# Confusion Matrix

In statistical classification, we create algorithms or models to predict or classify data into a finite set of classes. Since models are not perfect, some data points will be classified incorrectly. Confusion matrix is basically a tabular summary showing how well the model is performing.

In one dimension, the matrix takes the actual values. The matrix then maps these to the predicted values in the other dimension. In reality, the matrix is like a histogram. The entries in the matrix are counts. For example, it records how many data points were predicted as "true" when they were actually "false".

Confusion matrix is useful in both binary classification as well as multiclass classification problems. There are many performance metrics that can be computed from the matrix. Learning these metrics is handy for a statistician or data scientist.

## Discussion

• What are the elements and terminology used in Confusion Matrix?

Let's also consider a concrete example of a pregnancy test.

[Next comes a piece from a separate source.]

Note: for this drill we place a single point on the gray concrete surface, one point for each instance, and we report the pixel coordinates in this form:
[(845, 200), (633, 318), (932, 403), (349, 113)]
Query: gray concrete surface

Based on a urine test, we predict if a person is pregnant or not. We assume that the ground truth (pregnant or not) is available to us. We therefore have four possibilities:

• True Positive (TP): We predict a pregnant person is pregnant. This is a good prediction.
• True Negative (TN): We predict a non-pregnant person is not pregnant. This is a good prediction.
• False Positive (FP): We predict a non-pregnant person is pregnant. This type of error is also called Type I Error.
• False Negative (FN): We predict a pregnant person is not pregnant. This type of error is also called Type II Error.

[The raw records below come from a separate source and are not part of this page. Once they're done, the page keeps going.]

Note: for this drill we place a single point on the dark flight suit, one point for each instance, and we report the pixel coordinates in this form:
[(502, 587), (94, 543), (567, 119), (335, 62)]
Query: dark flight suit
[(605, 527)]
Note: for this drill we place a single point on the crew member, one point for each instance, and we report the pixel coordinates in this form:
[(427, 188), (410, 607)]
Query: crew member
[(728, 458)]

When these are arranged in matrix form, it will be apparent that correct predictions are represented along the main diagonal. Incorrect predictions are in the non-diagonal cells. This makes it easy to see where predictions have gone wrong. We may also say that the matrix represents the model's inability to classify correctly, and hence the "confusion" in the model.

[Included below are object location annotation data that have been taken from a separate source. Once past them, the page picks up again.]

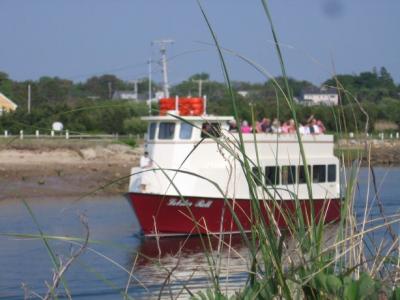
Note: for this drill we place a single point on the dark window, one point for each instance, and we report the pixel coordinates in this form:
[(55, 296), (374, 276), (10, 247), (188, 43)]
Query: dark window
[(210, 130), (152, 131), (319, 173), (288, 174), (331, 173), (257, 175), (272, 175), (166, 131), (302, 174), (186, 131)]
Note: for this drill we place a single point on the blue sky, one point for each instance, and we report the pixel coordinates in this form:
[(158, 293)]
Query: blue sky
[(77, 39)]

• What metrics are used for evaluating the performance of a prediction model?

Performance metrics from a confusion matrix are represented in the following equations:

$$Recall\ or\ Sensitivity=TP/(TP+FN)=TP/AllPositives\\Specificity=TN/(TN+FP)=TN/AllNegatives\\Precision=TP/(TP+FP)=TP/PredictedPositives\\Prevalence=TP+FN/Total=AllPositives /Total\\Accuracy=(TP+TN)/Total\\Error\ Rate=(FP+FN)/Total$$

It's important to understand the significance of these metrics. Accuracy is an overall measure of correct prediction, regardless of the class (positive or negative). The complement of accuracy is error rate or misclassification rate.

High recall implies that very few positives are misclassified as negatives. High precision implies very few negatives are misclassified as positives. There's a trade-off here. If model is partial towards positives, we'll end up with high recall but low precision. It model favours negatives, we'll end up with low recall and high precision.

High specificity, like high precision, implies that very few negatives are misclassified as positives. If positive represents some disease, specificity is the model's confidence in clearing a person as disease-free. Selectivity is the model's confidence in diagnosing a person as diseased.

Ideally, recall, specificity, precision and accuracy should all be close to 1. FNR, FPR and error rate should be close to 0.

• Could you give a numerical example showing calculations of performance measures of a prediction model?

This example has 165 samples. We show the following calculations:

• Recall or True Positive Rate (TPR): TP/(TP+FN) = 100/(100+5) = 0.95
• False Negative Rate (FNR): 1 - TPR = 0.05
• Specificity or True Negative Rate (TNR): TN/(TN+FP) = 50/(50+10) = 0.17
• False Positive Rate (FPR): 1 - TNR = 0.83
• Precision: TP/(TP+FP) = 100/(100+10) = 0.91
• Prevalence: (TP+FN)/Total = (100+5)/165 = 0.64
• Accuracy: (TP+TN)/Total = (100+50)/165 = 0.91
• Error Rate: (FP+FN)/Total = (10+5)/165 = 0.09
• Why do we need so many performance measures when accuracy can be sufficient?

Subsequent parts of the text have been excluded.